Local governments can provide services for children more closely than the central government. Additionally, because they have the opportunity to identify needs and potential on the spot, they can produce effective regulations. In countries with large populations and geography like Turkey, this role of local governments is much more important in terms of children’s rights.
While making policies for children, local governments must remember that what they do is not a blessing but an obligation. Additionally, local governments should first assess how they perceive the children they serve. They should confront prejudices that hinder rights and freedoms, and see children as individuals.
Local governments should start their services by assessing the needs of the children they serve. These services should be planned and implemented with a holistic, child-oriented approach that considers the children’s best interests. Children’s participation in decision-making processes should be ensured. Local governments must see and accept the UN CRC as a basis for themselves. They should establish mechanisms to monitor and evaluate the work regarding children, and also make sure that they can be monitored by independent parties too. For all of these to be possible, local governments should cooperate with the children’s rights movement, especially with children.
While making policies for children, local governments must remember that what they do is not a blessing but an obligation.
The climate change actions initiated by Greta Thunberg spread all over the world, becoming a major action involving children from 139 countries, including Turkey. In your experience, are children able to participate in decision-making processes on issues concerned with disasters? Are there any regulations that guarantee the participation of children?

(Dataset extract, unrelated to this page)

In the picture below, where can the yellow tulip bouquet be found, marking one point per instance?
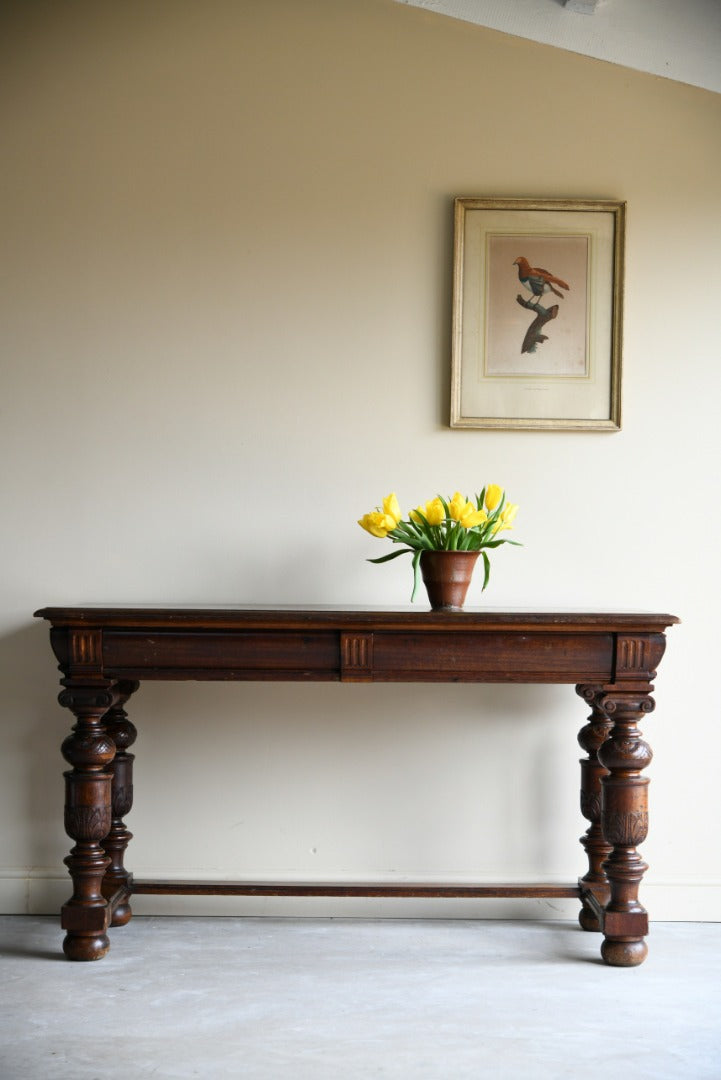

Greta and hundreds of children organised demand for justice against climate change because they are concerned about what is happening around them, like all of us. What is more important is that they did it at a time when many adults remained silent or perhaps at a time when adults had no hope at all. Most of the children in Turkey are taking action as climate change activists. Unfortunately, we cannot say that children can participate in policies concerning disasters or similar areas -preventive or remedial regulations- in general. However, contrary to what we adults do, children are pretty competent at creating their own spaces.
There are not many mechanisms that structurally guarantee child participation in Turkey. Although this is an obligation according to the UN CRC, it is unfortunately considered a blessing and depends on the discretion of adults. But such mechanisms will evolve as the children’s rights movement works with children on participation. It is well-grounded to say that there is a change and transformation in this regard with each passing day.
FİSA was established in 2015 to support the creation of cultural, scientific, intellectual, and artistic productions. FİSA carries out projects and programs on the issues of child neglect and abuse, child labour, discrimination, child participation, child and migration, disability, and education to promote children’s rights. FİSA provides scholarships for students in addition to implementing educational activities in arts and science in collaboration with public institutions, the private sector, and CSOs.